Luckily for them, the trail was now lined with berry brambles on both sides and they started picking and eating the wild blackberries. They weren't as big or as juicy as the ones they used to pick in Goodhue Woods, but they were sweet. They made their way deeper into the brambles and all of a sudden a huge bear stood up and growled at them! D.BLIVIT tried desperately to remember what Tillamook Tom had said about encountering the various bears here. If it was a black bear, you could yell at it and shoot it away. If it was a brown bear, you should lay down and play dead, and if it was a Grizzly, you might as well say 10 Hail Mary's and make the sign of the cross...because it was all over. D.BLIVIT tried to look at the bear's back as it came toward them, did it have the grizzly's hump?

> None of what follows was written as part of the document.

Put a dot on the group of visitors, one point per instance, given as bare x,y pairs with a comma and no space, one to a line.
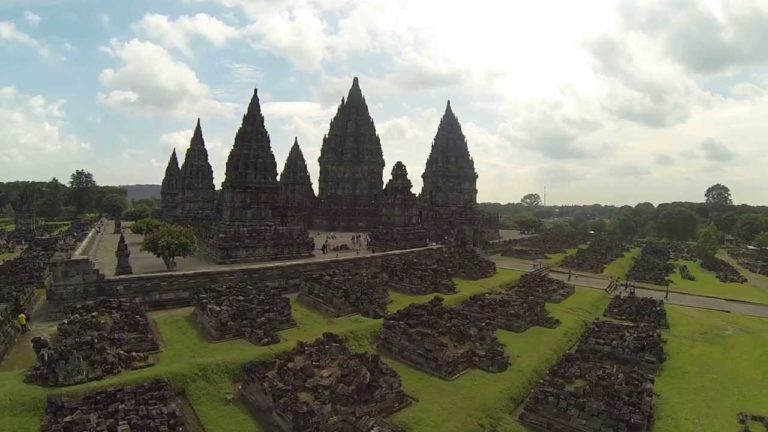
23,319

Searching in his pickets for some sort of weapon, he discovered a BSA waterproof match box in one, and a pack of DeNobilis still wrapped in cellophane in the other. Hands shaking he lit a DeNobili and puffed on it as hard as he could. As soon as the bear got a whiff of the evil smelling smoke from the G(ethnic slur) Stinker, it turned tail and ran away. "Boy, you really saved us this time!" said Ma Fei Mai to D.BLIVIT, who was turning green and retching. "Yeah, that's why I'm second class and patrol leader and you're still a tenderfoot." Said D.BLIVIT with false bravado.
They made their way back to the trail and soon brought them to the shores of a lake. Directly across the lake was a log cabin with a boat dock in front of it and an old Stinson Explorer (?) with seaplane floats attached to it. Suspended above the dock on two poles was a sign: "The Great Alaskan Bush Comopany" Johnson and Shake, prop. The names rang a bell in D.BLIVIT's head....Could this be the same two that had started an airlift business over the SI wall and then suddenly vanished one day?